Je ne sais pas encore ce que je vais faire plus tard. Pour l’instant, je vais aller en seconde générale. Le problème, c’est que si je ne travaille pas, je risque de décrocher. Si je vois que la seconde se passe mal, je partirai dans un lycée professionnel. Après, j’ai plusieurs métiers en tête comme ingénieur en informatique ou animateur radio.

Pour l’instant, je vis le moment présent. Je fais halluciner mes camarades avec deux projets que je suis en train d’inventer. Je conçois deux moteurs révolutionnaires qui ne pollueront pas. Je garde ces idées pour moi, il m’a fallu faire quelques recherches pour pouvoir commencer à les développer. J’avais quelques connaissances en la matière mais internet m’a beaucoup aidé. Je n’ai aucune idée de pourquoi j’ai envie de construire ces moteurs. C’est juste pour le fun et la fierté d’innover.

Réussir tout ce que j’entreprends

J’ai toujours préféré sortir avec des filles plus âgées que moi, deux ou trois ans de plus.
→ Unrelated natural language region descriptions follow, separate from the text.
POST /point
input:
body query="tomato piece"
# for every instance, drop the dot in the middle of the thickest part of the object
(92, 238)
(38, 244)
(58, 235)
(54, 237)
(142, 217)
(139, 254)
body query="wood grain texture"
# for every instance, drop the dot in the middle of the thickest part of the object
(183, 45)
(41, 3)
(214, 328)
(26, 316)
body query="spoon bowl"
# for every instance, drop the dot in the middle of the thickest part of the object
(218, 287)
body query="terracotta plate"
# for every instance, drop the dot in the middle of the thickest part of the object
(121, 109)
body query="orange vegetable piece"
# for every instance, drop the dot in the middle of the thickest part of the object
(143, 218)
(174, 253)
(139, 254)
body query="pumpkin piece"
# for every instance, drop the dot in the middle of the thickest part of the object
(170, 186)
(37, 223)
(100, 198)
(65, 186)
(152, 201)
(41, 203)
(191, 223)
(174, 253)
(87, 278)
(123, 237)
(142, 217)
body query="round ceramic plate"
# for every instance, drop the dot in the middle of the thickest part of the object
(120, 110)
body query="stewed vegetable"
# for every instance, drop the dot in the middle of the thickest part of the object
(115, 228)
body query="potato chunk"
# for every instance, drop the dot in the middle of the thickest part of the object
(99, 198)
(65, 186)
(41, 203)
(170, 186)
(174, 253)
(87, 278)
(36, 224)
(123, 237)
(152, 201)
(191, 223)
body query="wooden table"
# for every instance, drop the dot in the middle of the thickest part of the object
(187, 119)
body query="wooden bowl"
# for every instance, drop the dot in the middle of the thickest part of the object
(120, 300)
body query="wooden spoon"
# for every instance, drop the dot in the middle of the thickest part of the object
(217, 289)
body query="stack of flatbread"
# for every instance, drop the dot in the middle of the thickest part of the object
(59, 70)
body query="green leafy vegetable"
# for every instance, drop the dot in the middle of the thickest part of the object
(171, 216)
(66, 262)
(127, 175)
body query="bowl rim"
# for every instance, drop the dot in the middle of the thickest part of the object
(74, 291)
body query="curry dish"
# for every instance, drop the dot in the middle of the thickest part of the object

Je tombe rarement amoureux mais je ne pense pas que cela ait un rapport avec le HPI. Quand cela arrive, ce n’est pas réciproque… Je ne sais pas pourquoi, mais j’ai toujours préféré discuter avec les filles que les garçons. C’est un vrai mystère. J’ai été en couple seulement trois fois, c’est déjà bien. Mais ce n’est plus arrivé depuis mon déménagement. Je n’y voyais pas d’intérêt, du moins jusqu’à récemment, car une fille de ma classe me plaît.

Je n’envisage pas une vie future avec une personne, avoir des enfants ou me marier. Cela ne m’intéresse pas. Ce dont j’ai envie pour plus tard c’est de réussir tout ce que j’entreprends. Je veux dire au monde que j’ai réussi ma vie. Cela voudra dire être heureux, avoir un salaire correct ou élevé, être en forme et voir ma famille réussir.